Among the newest faculty addition to the Department of English and Writing Studies, Osinubi is teaching Global Literatures, a new course meant to cover topics formerly addressed in Postcolonial Literature classes.
“There has been a shift from postcolonial to global literatures. Anglophone writers can be global, from having moved around the world, and maybe they’re not postcolonial, or British, or American,” Osinubi explained.
He said the idea of bringing together authors and texts from around the globe is broad and can present a challenge.
“There are many ways to do it but I thought it might be better to look at something more specific, more concrete that the students think they know, at the centre of the course and to track that through different countries and different writer, Osinubi explained.
“We’re looking at writers from different countries and different times, the U.S., Romania, South Africa, Nigeria, China.

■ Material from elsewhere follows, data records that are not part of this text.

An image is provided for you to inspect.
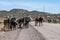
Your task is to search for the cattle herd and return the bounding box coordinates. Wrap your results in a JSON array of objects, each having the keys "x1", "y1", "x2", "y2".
[{"x1": 4, "y1": 16, "x2": 43, "y2": 30}]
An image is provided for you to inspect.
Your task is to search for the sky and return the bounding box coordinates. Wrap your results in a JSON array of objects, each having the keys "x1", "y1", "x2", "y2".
[{"x1": 0, "y1": 0, "x2": 60, "y2": 14}]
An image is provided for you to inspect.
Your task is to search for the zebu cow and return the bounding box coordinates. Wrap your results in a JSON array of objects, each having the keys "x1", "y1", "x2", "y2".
[
  {"x1": 4, "y1": 18, "x2": 17, "y2": 30},
  {"x1": 35, "y1": 17, "x2": 43, "y2": 26},
  {"x1": 17, "y1": 17, "x2": 31, "y2": 28}
]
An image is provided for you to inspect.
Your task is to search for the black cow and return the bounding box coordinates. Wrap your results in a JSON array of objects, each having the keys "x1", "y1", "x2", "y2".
[{"x1": 17, "y1": 17, "x2": 31, "y2": 28}]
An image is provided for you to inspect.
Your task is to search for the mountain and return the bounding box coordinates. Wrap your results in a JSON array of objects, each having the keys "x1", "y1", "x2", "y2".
[{"x1": 0, "y1": 9, "x2": 60, "y2": 20}]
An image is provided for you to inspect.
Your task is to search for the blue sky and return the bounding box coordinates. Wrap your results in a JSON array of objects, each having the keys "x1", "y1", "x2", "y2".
[{"x1": 0, "y1": 0, "x2": 60, "y2": 14}]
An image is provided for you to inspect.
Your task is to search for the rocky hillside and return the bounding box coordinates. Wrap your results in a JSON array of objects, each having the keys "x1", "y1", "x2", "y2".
[{"x1": 0, "y1": 9, "x2": 60, "y2": 20}]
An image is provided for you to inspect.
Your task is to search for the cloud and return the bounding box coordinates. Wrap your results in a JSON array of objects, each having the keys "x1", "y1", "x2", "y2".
[{"x1": 0, "y1": 1, "x2": 60, "y2": 13}]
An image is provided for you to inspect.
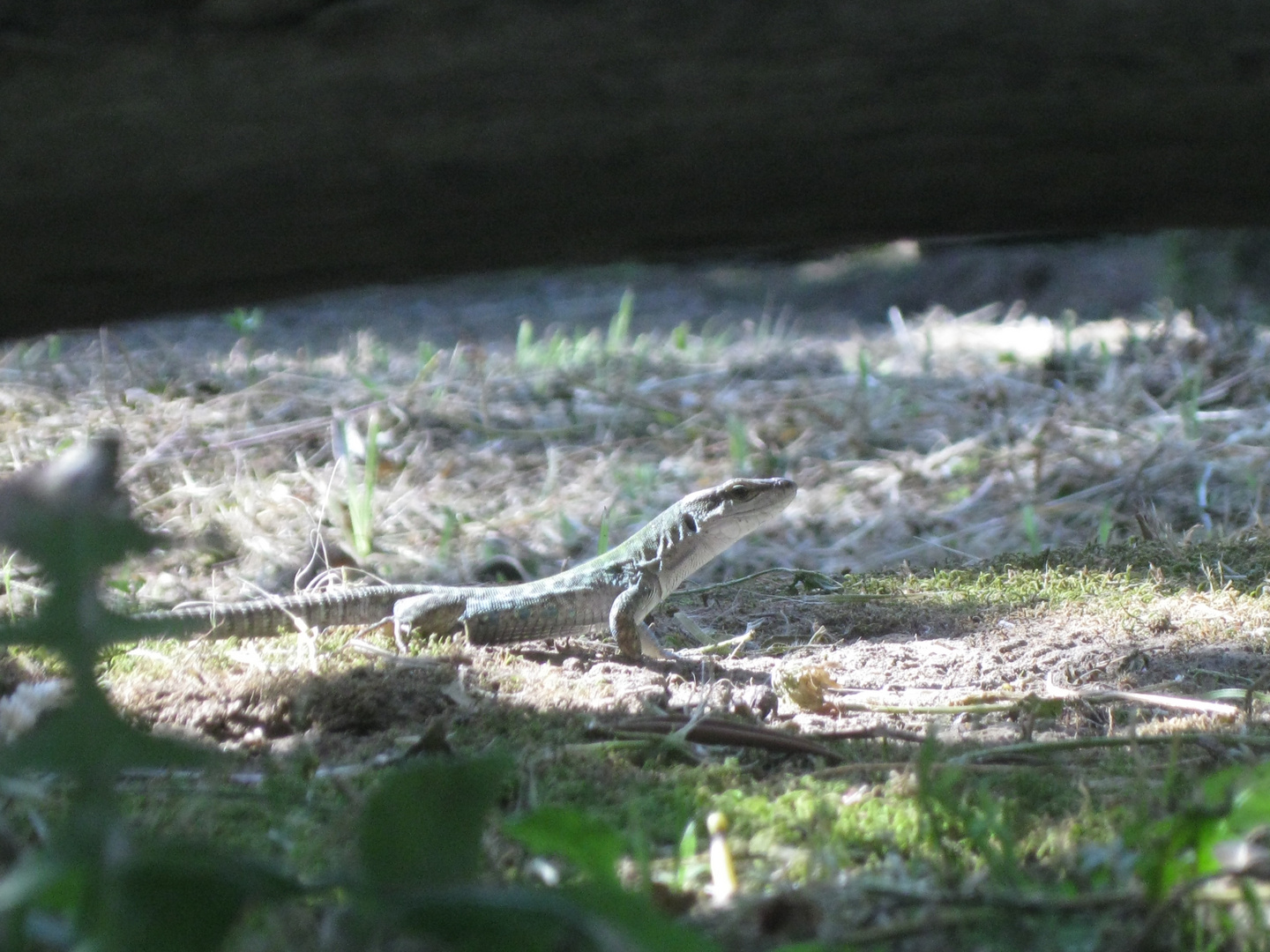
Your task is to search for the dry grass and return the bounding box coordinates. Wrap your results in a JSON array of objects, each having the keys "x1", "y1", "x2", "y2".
[
  {"x1": 0, "y1": 301, "x2": 1270, "y2": 602},
  {"x1": 0, "y1": 296, "x2": 1270, "y2": 948}
]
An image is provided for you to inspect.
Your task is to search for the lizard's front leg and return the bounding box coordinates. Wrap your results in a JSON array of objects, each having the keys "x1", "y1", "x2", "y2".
[
  {"x1": 392, "y1": 589, "x2": 467, "y2": 654},
  {"x1": 609, "y1": 575, "x2": 666, "y2": 658}
]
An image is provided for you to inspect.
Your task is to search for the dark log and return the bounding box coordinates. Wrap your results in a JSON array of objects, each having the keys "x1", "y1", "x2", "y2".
[{"x1": 0, "y1": 0, "x2": 1270, "y2": 332}]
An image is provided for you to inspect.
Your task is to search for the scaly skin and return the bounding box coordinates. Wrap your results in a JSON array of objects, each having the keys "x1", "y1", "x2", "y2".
[{"x1": 135, "y1": 479, "x2": 797, "y2": 658}]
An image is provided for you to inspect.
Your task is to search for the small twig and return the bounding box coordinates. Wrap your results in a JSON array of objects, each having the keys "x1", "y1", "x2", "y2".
[
  {"x1": 675, "y1": 566, "x2": 843, "y2": 598},
  {"x1": 861, "y1": 882, "x2": 1148, "y2": 912},
  {"x1": 831, "y1": 698, "x2": 1024, "y2": 715},
  {"x1": 679, "y1": 629, "x2": 754, "y2": 658},
  {"x1": 834, "y1": 909, "x2": 992, "y2": 948},
  {"x1": 808, "y1": 724, "x2": 926, "y2": 744},
  {"x1": 947, "y1": 733, "x2": 1270, "y2": 764},
  {"x1": 344, "y1": 638, "x2": 473, "y2": 667},
  {"x1": 811, "y1": 761, "x2": 1020, "y2": 779},
  {"x1": 592, "y1": 715, "x2": 842, "y2": 762}
]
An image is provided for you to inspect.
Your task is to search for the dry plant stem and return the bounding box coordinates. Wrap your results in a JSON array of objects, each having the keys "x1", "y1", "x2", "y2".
[
  {"x1": 602, "y1": 716, "x2": 842, "y2": 762},
  {"x1": 344, "y1": 638, "x2": 473, "y2": 667},
  {"x1": 834, "y1": 909, "x2": 993, "y2": 948},
  {"x1": 809, "y1": 761, "x2": 1026, "y2": 779},
  {"x1": 947, "y1": 733, "x2": 1270, "y2": 764},
  {"x1": 814, "y1": 724, "x2": 926, "y2": 744},
  {"x1": 1045, "y1": 683, "x2": 1239, "y2": 718},
  {"x1": 829, "y1": 699, "x2": 1021, "y2": 715},
  {"x1": 861, "y1": 882, "x2": 1147, "y2": 912}
]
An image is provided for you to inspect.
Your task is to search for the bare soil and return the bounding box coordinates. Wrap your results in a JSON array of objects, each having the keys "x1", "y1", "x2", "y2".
[{"x1": 0, "y1": 249, "x2": 1270, "y2": 948}]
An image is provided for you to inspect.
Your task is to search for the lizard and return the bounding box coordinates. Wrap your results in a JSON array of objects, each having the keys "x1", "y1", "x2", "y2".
[{"x1": 130, "y1": 479, "x2": 797, "y2": 658}]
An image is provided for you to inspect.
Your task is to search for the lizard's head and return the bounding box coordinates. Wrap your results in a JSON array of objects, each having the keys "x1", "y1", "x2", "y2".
[
  {"x1": 649, "y1": 479, "x2": 797, "y2": 591},
  {"x1": 684, "y1": 479, "x2": 797, "y2": 540}
]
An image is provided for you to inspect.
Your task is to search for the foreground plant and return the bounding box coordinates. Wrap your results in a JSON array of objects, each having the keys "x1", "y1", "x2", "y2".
[{"x1": 0, "y1": 436, "x2": 713, "y2": 952}]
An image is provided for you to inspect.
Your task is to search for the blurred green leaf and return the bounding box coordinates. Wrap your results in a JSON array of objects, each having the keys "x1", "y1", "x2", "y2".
[
  {"x1": 503, "y1": 806, "x2": 626, "y2": 885},
  {"x1": 361, "y1": 756, "x2": 512, "y2": 892},
  {"x1": 107, "y1": 843, "x2": 301, "y2": 952},
  {"x1": 0, "y1": 686, "x2": 217, "y2": 777}
]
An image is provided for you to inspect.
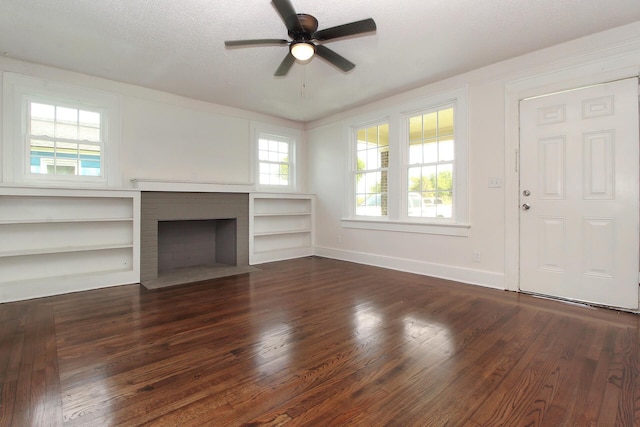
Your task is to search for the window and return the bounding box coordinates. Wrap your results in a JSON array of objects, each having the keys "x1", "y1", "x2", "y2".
[
  {"x1": 258, "y1": 134, "x2": 293, "y2": 187},
  {"x1": 343, "y1": 87, "x2": 469, "y2": 236},
  {"x1": 27, "y1": 100, "x2": 104, "y2": 177},
  {"x1": 407, "y1": 105, "x2": 455, "y2": 218},
  {"x1": 2, "y1": 73, "x2": 122, "y2": 187},
  {"x1": 354, "y1": 123, "x2": 389, "y2": 216}
]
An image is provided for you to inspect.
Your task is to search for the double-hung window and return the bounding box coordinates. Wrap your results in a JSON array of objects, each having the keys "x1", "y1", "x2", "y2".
[
  {"x1": 354, "y1": 123, "x2": 389, "y2": 216},
  {"x1": 258, "y1": 134, "x2": 293, "y2": 187},
  {"x1": 26, "y1": 98, "x2": 104, "y2": 177},
  {"x1": 2, "y1": 72, "x2": 122, "y2": 187},
  {"x1": 344, "y1": 88, "x2": 469, "y2": 236},
  {"x1": 406, "y1": 104, "x2": 455, "y2": 218}
]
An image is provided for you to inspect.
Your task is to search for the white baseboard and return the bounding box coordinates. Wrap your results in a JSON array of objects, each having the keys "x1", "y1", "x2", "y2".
[{"x1": 314, "y1": 246, "x2": 505, "y2": 290}]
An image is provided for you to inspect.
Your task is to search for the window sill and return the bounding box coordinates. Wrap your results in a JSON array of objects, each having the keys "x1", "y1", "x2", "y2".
[{"x1": 341, "y1": 218, "x2": 471, "y2": 237}]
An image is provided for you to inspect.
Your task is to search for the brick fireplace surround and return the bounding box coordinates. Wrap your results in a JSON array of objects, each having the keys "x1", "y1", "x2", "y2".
[{"x1": 140, "y1": 191, "x2": 249, "y2": 285}]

We’re looking at how those countries have created different marriage laws and how they’ve thought to shape society through marriage laws, laws around divorce, who can marry, who can’t marry, who can marry whom. You’d be astounded at what you can find out.”

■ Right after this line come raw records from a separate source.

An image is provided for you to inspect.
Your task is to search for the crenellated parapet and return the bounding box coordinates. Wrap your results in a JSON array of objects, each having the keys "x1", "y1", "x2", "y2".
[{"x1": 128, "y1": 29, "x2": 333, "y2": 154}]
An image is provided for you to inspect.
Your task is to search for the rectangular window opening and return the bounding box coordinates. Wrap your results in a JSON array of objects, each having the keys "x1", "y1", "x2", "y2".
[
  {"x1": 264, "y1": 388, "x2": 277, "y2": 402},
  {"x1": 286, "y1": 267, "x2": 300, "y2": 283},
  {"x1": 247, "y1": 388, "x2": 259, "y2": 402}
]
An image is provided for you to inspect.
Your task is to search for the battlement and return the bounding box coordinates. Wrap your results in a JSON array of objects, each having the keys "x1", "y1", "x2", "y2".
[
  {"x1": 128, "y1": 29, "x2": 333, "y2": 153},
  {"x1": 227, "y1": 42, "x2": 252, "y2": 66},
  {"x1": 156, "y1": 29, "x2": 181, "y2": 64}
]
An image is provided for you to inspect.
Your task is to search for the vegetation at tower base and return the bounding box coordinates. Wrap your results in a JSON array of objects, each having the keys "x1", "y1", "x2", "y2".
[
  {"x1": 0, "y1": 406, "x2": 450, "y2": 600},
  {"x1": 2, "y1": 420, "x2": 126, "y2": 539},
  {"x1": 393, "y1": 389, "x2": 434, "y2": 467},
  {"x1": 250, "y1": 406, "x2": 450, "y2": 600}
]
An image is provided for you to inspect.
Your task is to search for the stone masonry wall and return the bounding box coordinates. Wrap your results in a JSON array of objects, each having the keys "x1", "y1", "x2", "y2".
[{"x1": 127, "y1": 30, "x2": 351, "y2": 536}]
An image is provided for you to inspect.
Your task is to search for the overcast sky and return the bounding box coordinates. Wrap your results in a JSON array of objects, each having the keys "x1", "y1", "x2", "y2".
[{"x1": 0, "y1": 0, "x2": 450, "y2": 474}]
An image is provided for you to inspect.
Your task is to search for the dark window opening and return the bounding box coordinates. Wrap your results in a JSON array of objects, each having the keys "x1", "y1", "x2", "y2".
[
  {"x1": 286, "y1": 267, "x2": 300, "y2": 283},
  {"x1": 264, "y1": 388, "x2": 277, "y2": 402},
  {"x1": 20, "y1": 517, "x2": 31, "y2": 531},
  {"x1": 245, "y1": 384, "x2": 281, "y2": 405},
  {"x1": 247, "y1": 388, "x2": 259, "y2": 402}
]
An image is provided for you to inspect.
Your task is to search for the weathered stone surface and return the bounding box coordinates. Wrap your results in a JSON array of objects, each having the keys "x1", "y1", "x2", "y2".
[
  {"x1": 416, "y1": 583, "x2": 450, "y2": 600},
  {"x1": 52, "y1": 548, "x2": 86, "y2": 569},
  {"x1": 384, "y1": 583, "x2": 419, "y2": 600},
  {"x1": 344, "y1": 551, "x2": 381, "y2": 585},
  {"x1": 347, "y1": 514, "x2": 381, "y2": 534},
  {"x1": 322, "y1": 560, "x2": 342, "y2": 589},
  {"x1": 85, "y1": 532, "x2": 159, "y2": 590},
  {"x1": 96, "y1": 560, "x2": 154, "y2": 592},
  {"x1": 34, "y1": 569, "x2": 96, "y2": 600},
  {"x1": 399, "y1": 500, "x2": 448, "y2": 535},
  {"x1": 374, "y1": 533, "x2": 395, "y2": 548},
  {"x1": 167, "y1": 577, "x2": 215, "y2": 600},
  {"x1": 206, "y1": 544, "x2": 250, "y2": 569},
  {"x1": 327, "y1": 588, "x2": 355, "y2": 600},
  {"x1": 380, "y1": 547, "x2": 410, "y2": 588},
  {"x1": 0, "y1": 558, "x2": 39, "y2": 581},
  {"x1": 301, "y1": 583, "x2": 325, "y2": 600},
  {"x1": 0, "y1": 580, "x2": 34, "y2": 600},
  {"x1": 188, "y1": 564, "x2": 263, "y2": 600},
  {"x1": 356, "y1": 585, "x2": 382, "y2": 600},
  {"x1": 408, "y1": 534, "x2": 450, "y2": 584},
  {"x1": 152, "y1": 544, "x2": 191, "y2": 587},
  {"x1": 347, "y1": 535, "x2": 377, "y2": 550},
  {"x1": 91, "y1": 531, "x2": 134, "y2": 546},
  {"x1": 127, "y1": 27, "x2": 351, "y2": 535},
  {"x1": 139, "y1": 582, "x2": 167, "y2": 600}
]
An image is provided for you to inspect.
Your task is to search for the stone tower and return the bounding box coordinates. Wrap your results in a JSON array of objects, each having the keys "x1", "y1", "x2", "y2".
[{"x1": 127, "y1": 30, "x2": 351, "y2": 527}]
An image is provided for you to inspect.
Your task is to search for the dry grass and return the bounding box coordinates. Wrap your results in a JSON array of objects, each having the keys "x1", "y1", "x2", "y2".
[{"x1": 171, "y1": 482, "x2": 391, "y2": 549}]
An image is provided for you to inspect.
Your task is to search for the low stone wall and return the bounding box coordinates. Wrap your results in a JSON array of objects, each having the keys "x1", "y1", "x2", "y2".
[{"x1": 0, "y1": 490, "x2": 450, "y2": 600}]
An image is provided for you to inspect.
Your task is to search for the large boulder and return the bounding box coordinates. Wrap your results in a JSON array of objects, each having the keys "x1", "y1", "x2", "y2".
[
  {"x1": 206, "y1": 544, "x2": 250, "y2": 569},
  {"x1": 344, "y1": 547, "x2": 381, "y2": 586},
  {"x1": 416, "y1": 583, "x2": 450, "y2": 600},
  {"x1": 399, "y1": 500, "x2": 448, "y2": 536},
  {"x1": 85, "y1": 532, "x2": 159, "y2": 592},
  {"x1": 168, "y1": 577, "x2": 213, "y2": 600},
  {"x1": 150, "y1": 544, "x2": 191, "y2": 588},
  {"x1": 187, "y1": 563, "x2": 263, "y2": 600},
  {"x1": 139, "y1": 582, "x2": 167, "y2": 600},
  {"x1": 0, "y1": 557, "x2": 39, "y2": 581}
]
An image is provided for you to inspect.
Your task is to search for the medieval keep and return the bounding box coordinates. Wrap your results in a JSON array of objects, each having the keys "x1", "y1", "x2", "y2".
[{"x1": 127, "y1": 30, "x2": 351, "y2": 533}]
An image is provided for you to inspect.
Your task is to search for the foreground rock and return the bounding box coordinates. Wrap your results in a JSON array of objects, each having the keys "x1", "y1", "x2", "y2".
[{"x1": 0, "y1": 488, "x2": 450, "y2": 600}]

Looking at the global connections some writers have, what they take and what they leave behind in their migrations, gives students a ‘bottom-up’ version of history, he noted. Focusing on marriage is just one way of learning the multi-faceted histories and cultures of the countries and texts on the course syllabus.
The class has generated great discussions, Osinubi continued, noting that texts not on the syllabus, and even popular culture, has come into the classroom for discussion, with students wanting to talk about Quentin Tarantino’s Django Unchained.
It’s great the students are grasping the concepts at the heart of the course and reflecting on them, he said.
“In history, marriage has always meant specific forms of subjection for women in particular – you get married, you give up rights, you cannot inherit from parents. So we’re looking at what happens, what else does marriage do? It is one of the most profound ways human beings are (controlled) by the law – it’s a legal contract,” Osinubi continued.
With examples of slave narratives in which marriage was prohibited or controlled or Romanian texts discussing the social engineering of Nicolae Ceausescu in which the state controlled contraception and limited abortions, students get to see the ways in which marriage and associated marriage laws around the world have shaped history and cultural experience, he explained.
And here, connections and understandings are formed between texts countries and seemingly divergent histories. Children born into slavery are not so far removed from children in Romanian orphanages, born into diminished citizenship, he said, adding countries around the world have used marriage and reproductive laws to manage society.
“You can trace the connections between (cultural) practices that seem separate. Once you take marriage, you deal with families, states, and modernization. Marriage allows you to go to many different places,” Osinubi said.
Having come to Western last summer from the University of Montreal, his newest research project will focus on the subject of marriage. It’s a topic he arrived at in a roundabout way, Osinubi explained, having done his PhD dissertation on slavery in the novel and romantic aspects thereof, and having looked at travel and shipwreck narratives.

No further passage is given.